Extra functionality
You can find some optional and extra functionality in the directory source/extra. This section provides additional information regarding this functionality.
MicroTBX for FreeRTOS
The FreeRTOS real-time operating system is widely used in the embedded industry. No wonder, because it's free, open source, high quality, MISRA compliant and maintained by AWS.

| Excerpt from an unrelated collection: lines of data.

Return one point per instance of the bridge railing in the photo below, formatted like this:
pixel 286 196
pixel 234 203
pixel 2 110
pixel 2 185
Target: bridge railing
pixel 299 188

Whenever you use both FreeRTOS and MicroTBX, a few pieces of functionality are redundant. Both MicroTBX and FreeRTOS offer heap management and assertion functionality. There is nothing wrong with using both. However, if you'd like to reap the benefits of MicroTBX, while also using FreeRTOS, consider using the files in directory:
source/extra/freertos/
Heap management
FreeRTOS ships with a few different examples for heap management. Some allow just one-time memory allocation, some feature functionality to release allocated memory again, with minimal memory fragmentation. You can find these examples in directory:
FreeRTOS/Source/portable/MemMang/
The file tbx_freertos.c offers an alternative heap management implementation, using MicroTBX's memory pools. This allows you to dynamically allocate and release memory on the heap, for your application's FreeRTOS objects.

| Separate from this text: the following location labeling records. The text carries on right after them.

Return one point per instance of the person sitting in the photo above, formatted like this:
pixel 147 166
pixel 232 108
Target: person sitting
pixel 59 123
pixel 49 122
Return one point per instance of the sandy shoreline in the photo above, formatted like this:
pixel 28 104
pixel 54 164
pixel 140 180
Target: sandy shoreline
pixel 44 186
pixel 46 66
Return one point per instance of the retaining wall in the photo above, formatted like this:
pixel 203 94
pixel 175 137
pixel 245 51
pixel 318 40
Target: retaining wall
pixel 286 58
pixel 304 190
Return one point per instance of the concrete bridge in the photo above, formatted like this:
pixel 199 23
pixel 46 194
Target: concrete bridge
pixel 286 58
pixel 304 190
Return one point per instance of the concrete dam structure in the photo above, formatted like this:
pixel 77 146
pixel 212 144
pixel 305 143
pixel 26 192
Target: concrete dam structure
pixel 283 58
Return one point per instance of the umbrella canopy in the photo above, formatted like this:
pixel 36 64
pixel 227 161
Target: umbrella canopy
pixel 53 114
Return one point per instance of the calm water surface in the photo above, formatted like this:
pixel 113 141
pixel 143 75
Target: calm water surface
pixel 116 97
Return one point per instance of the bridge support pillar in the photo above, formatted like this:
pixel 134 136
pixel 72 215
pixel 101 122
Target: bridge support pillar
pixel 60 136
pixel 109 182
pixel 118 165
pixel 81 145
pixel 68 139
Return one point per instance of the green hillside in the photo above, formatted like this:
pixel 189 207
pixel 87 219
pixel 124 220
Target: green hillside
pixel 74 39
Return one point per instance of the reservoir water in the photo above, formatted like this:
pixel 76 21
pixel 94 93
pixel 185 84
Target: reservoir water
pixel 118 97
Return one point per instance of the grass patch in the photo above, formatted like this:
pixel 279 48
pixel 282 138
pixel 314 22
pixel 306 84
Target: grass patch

To use this heap management solution, you just need to remove the heap_x.c source file from your project and compile and link tbx_freertos.c instead.
Assertions
In the FreeRTOS configuration header file FreeRTOSConfig.h, you can add and configure the configASSERT macro to enable assertions in the FreeRTOS code base. MicroTBX includes an assertion module that you can use for this. The easiest way to link the MicroTBX assertion TBX_ASSERT macro to the FreeRTOS configASSERT macro, is by including the tbx_freertos.h header file all the way at the end. Just before the last #endif:
#define INCLUDE_vTaskCleanUpResources 1
#define INCLUDE_vTaskSuspend 1
#define INCLUDE_vTaskDelayUntil 1
#define INCLUDE_vTaskDelay 1
#define INCLUDE_uxTaskGetStackHighWaterMark 1
/* Use MicroTBX assertion in FreeRTOS. */
#include "tbx_freertos.h" /* <---- ADD THIS LINE */
#endif /* FREERTOS_CONFIG_H */
Just make sure to add the directory, where the tbx_freertos.h resides, to your compiler's search path for included header files.

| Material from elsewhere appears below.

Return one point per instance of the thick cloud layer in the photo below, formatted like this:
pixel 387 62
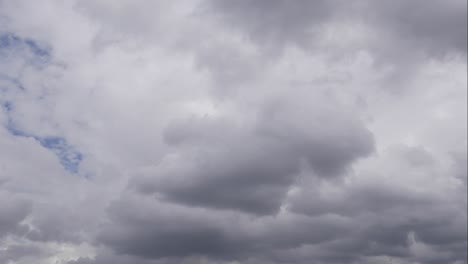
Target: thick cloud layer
pixel 203 132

Alternatively, you can directly add and configure the configASSERT macro as follows in FreeRTOSConfig.h:
#include "microtbx.h"
#define configASSERT( x ) TBX_ASSERT( x )
C++ new and delete using MicroTBX memory pools
On a microcontroller it is totally fine to dynamically allocate memory on the heap using new (or malloc). It gets potentially troublesome when you also release it at run-time using delete (or free). Multiple allocation and release operations can cause memory fragmentation. In a worst case scenario this leads to memory allocation failures, because of running out of heap memory.
A possible solution is by dynamically allocating memory using memory pools. This lowers the risk of memory fragmentation. With a carefully selected memory pool setup, you can even eliminate this risk completely. Allowing you to dynamically allocate and release memory during run-time. MicroTBX includes a ready-made memory pool module that can be used for this purpose.
One way to approach this is by using C++ placement new instead of the usual new. This allows you the first allocate memory from a memory pool and then place the new object exactly at that memory, instead of having the new operator do the allocation. The only issue with this is that there is no placement delete. This means that to delete the object, you need to manually call its destructor and then give the allocated memory back to the memory pool. Definitely an option, it just requires a bit more work.
Another approach is to overload the default new and delete operators to do all the memory allocation and release using memory pools automatically. The following source-file implements these operator overloads for the GNU ARM Embedded toolchain:
source/extra/cplusplus/tbxcxx.cpp
By compiling and linking this source file with your project, the global new and delete operators are overloaded, such that they by default always use the memory pools module of MicroTBX. This also apply to objects created using smart pointers.